Resistance to anoikis, a cell-detachment induced apoptosis, is one of the malignant phenotypes which support tumor metastasis. Molecular mechanisms underlying the establishment of this phenotype require further investigation. This study aimed at exploring protein expression profiles associated with anoikis resistance of a metastatic breast cancer cell. Cell survival of suspension cultures of non-metastatic MCF-7 and metastatic MDA-MB-231 cells were compared with their adherent cultures. Trypan blue exclusion assays demonstrated a significantly higher percentage of viable cells in MDA-MB-231 than MCF-7 cell cultures, consistent with analysis of annexin V-7-AAD stained cells indicating that MDA-MB-231 possess anti-apoptotic ability 1.7 fold higher than MCF-7 cells. GeLC-MS/MS analysis of protein lysates of MDA-MB-231 and MCF-7 cells grown under both culture conditions identified 925 proteins which are differentially expressed, 54 of which were expressed only in suspended and adherent MDA-MB-231 but not in MCF-7 cells. These proteins have been implicated in various cellular processes, including DNA replication and repair, transcription, translation, protein modification, cytoskeleton, transport and cell signaling. Analysis based on the STITCH database predicted the interaction of phospholipases, PLC and PLD, and 14-3-3 beta/alpha, YWHAB, with the intrinsic and extrinsic apoptotic signaling network, suggesting putative roles in controlling anti-anoikis ability. MDA-MB-231 cells grown in the presence of inhibitors of phospholipase C, U73122, and phospholipase D, FIPI, demonstrated reduced ability to survive in suspension culture, indicating functional roles of PLC and PLD in the process of anti-anoikis. Our study identified intracellular mediators potentially associated with establishment of anoikis resistance of metastatic cells. These proteins require further clarification as prognostic and therapeutic targets for advanced breast cancer.

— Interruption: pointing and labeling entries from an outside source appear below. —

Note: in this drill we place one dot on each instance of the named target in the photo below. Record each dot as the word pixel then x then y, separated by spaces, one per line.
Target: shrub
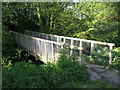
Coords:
pixel 8 43
pixel 116 59
pixel 27 75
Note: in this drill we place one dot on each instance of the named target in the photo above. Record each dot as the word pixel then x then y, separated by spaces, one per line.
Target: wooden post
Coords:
pixel 91 51
pixel 110 54
pixel 80 54
pixel 71 52
pixel 52 51
pixel 45 51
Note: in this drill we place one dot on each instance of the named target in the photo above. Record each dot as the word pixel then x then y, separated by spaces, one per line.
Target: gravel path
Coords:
pixel 99 72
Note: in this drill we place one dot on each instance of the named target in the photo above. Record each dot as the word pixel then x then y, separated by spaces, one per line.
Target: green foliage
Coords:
pixel 6 63
pixel 116 59
pixel 70 69
pixel 27 75
pixel 88 84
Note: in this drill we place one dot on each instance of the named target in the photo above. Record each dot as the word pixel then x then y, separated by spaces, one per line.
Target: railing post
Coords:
pixel 91 51
pixel 45 51
pixel 110 54
pixel 52 51
pixel 80 54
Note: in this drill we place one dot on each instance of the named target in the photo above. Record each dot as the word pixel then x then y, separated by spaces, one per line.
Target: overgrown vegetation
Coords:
pixel 97 21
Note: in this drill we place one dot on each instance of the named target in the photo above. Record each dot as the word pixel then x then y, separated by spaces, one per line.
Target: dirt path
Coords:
pixel 99 72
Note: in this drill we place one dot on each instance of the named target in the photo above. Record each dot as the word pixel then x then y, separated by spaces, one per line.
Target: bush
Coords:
pixel 70 68
pixel 116 59
pixel 87 84
pixel 8 43
pixel 27 75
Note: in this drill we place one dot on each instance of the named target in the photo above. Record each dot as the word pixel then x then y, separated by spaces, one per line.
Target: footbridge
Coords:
pixel 46 47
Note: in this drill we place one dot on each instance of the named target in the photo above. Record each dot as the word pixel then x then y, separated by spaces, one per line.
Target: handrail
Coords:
pixel 92 42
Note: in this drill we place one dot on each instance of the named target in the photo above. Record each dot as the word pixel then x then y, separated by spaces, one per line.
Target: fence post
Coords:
pixel 91 51
pixel 45 52
pixel 110 54
pixel 80 54
pixel 71 48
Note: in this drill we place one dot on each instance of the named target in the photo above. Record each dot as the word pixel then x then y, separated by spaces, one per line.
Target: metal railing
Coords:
pixel 78 46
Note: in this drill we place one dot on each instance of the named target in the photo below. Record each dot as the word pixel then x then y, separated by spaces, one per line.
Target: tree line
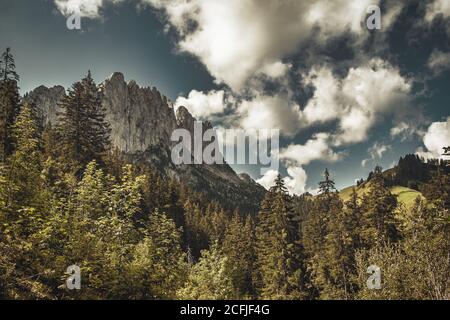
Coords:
pixel 68 198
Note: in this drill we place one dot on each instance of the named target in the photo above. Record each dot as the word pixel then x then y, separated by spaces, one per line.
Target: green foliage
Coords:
pixel 210 278
pixel 279 253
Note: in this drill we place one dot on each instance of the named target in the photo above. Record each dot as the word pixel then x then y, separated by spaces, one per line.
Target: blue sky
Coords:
pixel 339 93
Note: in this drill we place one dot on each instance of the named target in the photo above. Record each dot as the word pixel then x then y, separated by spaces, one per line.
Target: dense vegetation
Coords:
pixel 67 198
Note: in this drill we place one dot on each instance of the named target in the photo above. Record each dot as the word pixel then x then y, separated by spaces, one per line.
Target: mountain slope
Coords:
pixel 142 121
pixel 404 195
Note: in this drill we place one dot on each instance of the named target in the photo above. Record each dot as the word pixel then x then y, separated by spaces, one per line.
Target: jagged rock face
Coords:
pixel 142 122
pixel 47 100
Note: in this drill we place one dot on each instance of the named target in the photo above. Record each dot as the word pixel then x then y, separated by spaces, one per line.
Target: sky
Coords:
pixel 344 97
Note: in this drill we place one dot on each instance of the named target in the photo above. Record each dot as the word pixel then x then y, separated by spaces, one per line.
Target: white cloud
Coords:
pixel 406 130
pixel 86 8
pixel 437 7
pixel 203 105
pixel 376 152
pixel 317 148
pixel 270 112
pixel 296 180
pixel 358 100
pixel 436 138
pixel 439 61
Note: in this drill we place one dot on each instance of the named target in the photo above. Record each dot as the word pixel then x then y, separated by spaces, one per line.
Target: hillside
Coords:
pixel 404 195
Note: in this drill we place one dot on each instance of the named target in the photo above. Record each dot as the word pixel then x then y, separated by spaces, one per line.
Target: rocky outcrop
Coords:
pixel 142 121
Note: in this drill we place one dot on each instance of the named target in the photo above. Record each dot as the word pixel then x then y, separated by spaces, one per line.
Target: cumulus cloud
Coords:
pixel 356 101
pixel 268 179
pixel 439 61
pixel 435 139
pixel 376 152
pixel 203 105
pixel 296 157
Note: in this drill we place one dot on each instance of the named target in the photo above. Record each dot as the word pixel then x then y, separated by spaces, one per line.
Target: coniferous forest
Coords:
pixel 67 197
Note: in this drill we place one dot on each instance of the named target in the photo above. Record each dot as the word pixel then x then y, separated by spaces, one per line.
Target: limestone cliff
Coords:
pixel 142 121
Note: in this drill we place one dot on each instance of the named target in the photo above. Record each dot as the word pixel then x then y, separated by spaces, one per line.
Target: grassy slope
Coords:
pixel 404 195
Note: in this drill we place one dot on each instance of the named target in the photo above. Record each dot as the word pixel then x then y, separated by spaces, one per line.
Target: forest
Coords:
pixel 68 198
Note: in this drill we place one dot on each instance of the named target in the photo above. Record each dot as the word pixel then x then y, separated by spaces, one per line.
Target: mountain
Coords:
pixel 407 180
pixel 142 121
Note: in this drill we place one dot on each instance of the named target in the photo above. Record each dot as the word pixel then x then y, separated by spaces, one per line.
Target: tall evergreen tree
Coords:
pixel 280 271
pixel 9 102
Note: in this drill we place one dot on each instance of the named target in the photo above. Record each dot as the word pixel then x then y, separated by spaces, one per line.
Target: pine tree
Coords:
pixel 341 244
pixel 327 186
pixel 210 278
pixel 83 131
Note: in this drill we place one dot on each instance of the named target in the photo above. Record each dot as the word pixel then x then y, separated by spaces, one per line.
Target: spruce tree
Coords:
pixel 82 128
pixel 238 246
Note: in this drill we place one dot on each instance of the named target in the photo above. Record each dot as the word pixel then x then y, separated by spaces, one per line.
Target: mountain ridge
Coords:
pixel 142 121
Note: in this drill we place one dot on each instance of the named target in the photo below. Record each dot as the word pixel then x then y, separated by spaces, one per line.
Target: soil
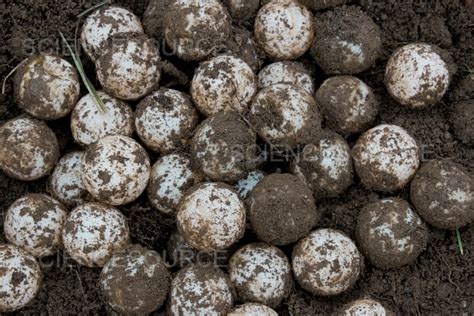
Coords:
pixel 440 282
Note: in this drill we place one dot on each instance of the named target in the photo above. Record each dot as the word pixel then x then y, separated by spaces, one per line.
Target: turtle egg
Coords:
pixel 223 83
pixel 28 149
pixel 102 24
pixel 129 67
pixel 165 120
pixel 20 279
pixel 211 217
pixel 261 273
pixel 89 124
pixel 46 87
pixel 326 262
pixel 116 170
pixel 285 29
pixel 418 75
pixel 135 281
pixel 289 72
pixel 386 158
pixel 171 176
pixel 92 232
pixel 35 222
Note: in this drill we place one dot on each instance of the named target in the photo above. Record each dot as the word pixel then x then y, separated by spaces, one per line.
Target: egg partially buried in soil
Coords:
pixel 115 170
pixel 326 262
pixel 35 222
pixel 390 233
pixel 28 149
pixel 46 87
pixel 20 279
pixel 92 232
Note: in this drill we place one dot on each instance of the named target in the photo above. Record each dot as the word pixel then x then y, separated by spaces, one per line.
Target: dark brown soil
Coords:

Anoikis resistance;MDA-MB-231;MCF-7;proteomics;GeLC-MS/MS;STITCH


Supported by : Thailand Research Fund (TRF), Commission on Higher Education (CHE)


  1. Abalsamo L, Spadaro F, Bozzuto G, et al (2012). Inhibition of phosphatidylcholine-specific phospholipase C results in loss of mesenchymal traits in metastatic breast cancer cells. Breast Cancer Res, 14, 50.

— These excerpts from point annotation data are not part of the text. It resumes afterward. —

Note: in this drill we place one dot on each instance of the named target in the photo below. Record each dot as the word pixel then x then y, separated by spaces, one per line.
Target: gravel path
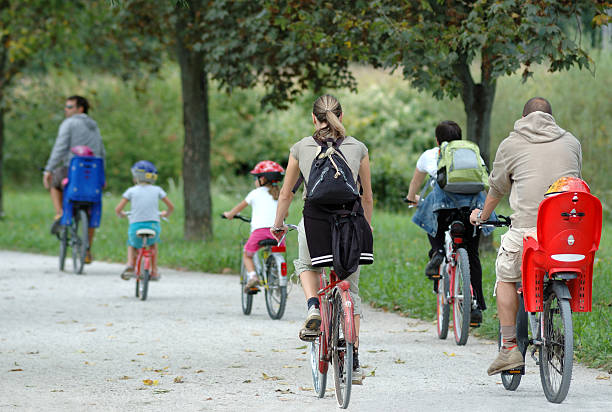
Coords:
pixel 74 343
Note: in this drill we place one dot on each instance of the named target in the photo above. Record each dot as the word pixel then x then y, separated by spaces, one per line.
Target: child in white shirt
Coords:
pixel 263 200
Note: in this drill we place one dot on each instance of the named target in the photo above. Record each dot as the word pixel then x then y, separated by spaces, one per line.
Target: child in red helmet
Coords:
pixel 263 200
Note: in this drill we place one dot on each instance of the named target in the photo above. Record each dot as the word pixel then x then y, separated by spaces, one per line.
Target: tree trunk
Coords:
pixel 196 149
pixel 478 104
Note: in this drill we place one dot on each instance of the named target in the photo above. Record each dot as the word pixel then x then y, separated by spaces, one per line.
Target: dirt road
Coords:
pixel 77 343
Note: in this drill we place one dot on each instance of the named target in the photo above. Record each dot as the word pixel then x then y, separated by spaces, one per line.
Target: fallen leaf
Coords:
pixel 267 377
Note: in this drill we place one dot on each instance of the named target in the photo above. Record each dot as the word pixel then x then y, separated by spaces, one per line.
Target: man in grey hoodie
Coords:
pixel 535 154
pixel 77 129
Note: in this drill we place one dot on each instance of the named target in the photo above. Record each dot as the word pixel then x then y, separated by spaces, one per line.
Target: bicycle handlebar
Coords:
pixel 502 221
pixel 239 217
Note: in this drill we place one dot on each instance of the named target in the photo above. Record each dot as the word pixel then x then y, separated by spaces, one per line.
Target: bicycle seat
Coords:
pixel 267 242
pixel 145 232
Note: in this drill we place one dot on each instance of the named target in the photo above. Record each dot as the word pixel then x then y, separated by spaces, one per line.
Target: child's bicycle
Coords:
pixel 453 283
pixel 271 269
pixel 82 202
pixel 557 276
pixel 144 259
pixel 335 341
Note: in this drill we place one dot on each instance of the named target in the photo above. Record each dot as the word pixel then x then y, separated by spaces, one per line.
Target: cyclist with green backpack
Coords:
pixel 458 178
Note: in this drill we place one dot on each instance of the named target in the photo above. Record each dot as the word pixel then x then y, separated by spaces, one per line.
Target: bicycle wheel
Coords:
pixel 143 285
pixel 319 379
pixel 276 295
pixel 64 239
pixel 80 241
pixel 462 302
pixel 342 355
pixel 557 350
pixel 442 307
pixel 247 300
pixel 512 381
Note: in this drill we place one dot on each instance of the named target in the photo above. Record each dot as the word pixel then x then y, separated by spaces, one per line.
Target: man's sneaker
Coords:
pixel 251 284
pixel 127 273
pixel 432 270
pixel 507 359
pixel 357 378
pixel 313 318
pixel 475 317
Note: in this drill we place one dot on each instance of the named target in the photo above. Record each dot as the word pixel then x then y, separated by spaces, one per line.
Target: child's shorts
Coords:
pixel 252 245
pixel 136 242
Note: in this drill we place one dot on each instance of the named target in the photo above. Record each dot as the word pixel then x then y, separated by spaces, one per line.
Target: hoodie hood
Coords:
pixel 538 127
pixel 88 121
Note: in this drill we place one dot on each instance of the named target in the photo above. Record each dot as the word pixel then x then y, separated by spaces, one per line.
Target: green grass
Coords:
pixel 395 282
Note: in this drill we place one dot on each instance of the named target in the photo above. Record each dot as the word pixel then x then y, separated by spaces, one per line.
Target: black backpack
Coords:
pixel 330 181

  2. Akekawatchai C, Holland JD, Kochetkova M, et al (2005). Transactivation of CXCR4 by the insulin-like growth factor-1 receptor (IGF-1R) in human MDA-MB-231 breast cancer epithelial cells. J Biol Chem, 280, 39701-8.

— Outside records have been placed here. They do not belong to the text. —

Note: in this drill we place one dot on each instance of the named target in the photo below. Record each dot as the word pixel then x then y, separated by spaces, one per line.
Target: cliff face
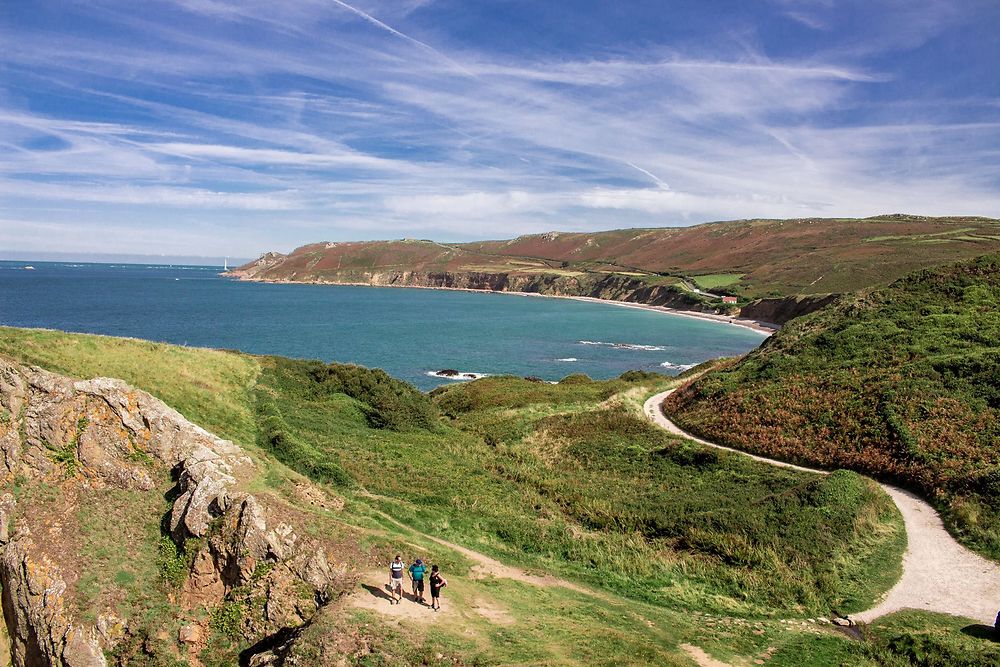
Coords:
pixel 780 311
pixel 77 440
pixel 613 287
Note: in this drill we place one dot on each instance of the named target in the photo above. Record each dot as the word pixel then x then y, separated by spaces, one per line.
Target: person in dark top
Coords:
pixel 437 583
pixel 417 571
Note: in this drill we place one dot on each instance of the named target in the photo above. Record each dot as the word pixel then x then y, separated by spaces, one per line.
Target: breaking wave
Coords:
pixel 449 374
pixel 624 346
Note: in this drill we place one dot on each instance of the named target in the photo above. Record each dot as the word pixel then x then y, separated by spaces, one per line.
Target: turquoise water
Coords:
pixel 408 332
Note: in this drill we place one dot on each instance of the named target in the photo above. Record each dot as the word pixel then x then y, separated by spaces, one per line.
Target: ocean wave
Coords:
pixel 671 366
pixel 448 374
pixel 624 346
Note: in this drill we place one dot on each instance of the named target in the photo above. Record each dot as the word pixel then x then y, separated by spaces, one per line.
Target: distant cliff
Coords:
pixel 612 287
pixel 776 269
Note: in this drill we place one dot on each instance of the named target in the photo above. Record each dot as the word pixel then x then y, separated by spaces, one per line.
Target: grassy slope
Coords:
pixel 692 533
pixel 902 383
pixel 751 258
pixel 776 257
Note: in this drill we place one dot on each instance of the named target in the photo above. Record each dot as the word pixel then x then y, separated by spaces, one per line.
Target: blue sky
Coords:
pixel 217 127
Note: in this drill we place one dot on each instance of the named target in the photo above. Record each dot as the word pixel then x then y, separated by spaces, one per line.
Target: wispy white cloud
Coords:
pixel 367 119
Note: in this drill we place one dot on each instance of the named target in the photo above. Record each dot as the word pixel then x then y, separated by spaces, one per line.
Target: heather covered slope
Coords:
pixel 902 383
pixel 774 257
pixel 645 543
pixel 748 258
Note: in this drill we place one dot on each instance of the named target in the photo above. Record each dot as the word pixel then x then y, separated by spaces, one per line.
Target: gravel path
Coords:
pixel 939 574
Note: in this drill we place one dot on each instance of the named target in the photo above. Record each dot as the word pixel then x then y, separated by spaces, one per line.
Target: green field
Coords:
pixel 664 544
pixel 901 383
pixel 714 280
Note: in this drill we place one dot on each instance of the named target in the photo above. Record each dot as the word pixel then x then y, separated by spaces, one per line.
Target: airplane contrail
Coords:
pixel 661 183
pixel 388 28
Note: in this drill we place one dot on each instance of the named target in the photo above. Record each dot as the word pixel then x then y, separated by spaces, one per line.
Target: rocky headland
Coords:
pixel 63 442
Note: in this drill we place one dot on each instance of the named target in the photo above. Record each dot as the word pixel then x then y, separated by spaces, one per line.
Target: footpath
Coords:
pixel 939 574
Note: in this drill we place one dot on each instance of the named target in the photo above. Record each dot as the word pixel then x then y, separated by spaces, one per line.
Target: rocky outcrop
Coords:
pixel 83 436
pixel 612 287
pixel 781 310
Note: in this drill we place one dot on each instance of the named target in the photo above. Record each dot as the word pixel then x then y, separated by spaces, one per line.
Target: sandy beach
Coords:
pixel 766 328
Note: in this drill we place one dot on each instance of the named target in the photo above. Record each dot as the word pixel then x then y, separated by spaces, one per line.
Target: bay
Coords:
pixel 410 333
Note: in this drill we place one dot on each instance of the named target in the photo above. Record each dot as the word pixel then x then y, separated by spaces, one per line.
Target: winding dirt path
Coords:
pixel 939 574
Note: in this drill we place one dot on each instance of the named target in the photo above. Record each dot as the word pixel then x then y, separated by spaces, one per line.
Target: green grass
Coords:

  3. Bharadwaj S, Thanawala R, Bon G, et al (2005). Resensitization of breast cancer cells to anoikis by tropomyosin-1: role of Rho kinase-dependent cytoskeleton and adhesion. Oncogene, 24, 8291-303.
  4. Buchheit CL, Weigel KJ, Schafer ZT (2014). Cancer cell survival during detachment from the ECM: multiple barriers to tumour progression. Nat Rev Cancer, 14, 632-41.
  5. Chesor M, Roytrakul S, Graidist P, et al (2014). Proteomics analysis of siRNA-mediated silencing of Wilms' tumor 1 in the MDA-MB-468 breast cancer cell line. Oncol Rep, 31, 1754-60.
  6. Cui W, Zhang S, Shan C, et al (2013). microRNA-133a regulates the cell cycle and proliferation of breast cancer cells by targeting epidermal growth factor receptor through the EGFR/Akt signaling pathway. FEBS J, 280, 3962-74.
  7. Culty M, Shizari M, Thompson EW, et al (1994). Binding and degradation of hyaluronan by human breast cancer cell lines expressing different forms of CD44: correlation with invasive potential. J Cell Physiol, 160, 275-86.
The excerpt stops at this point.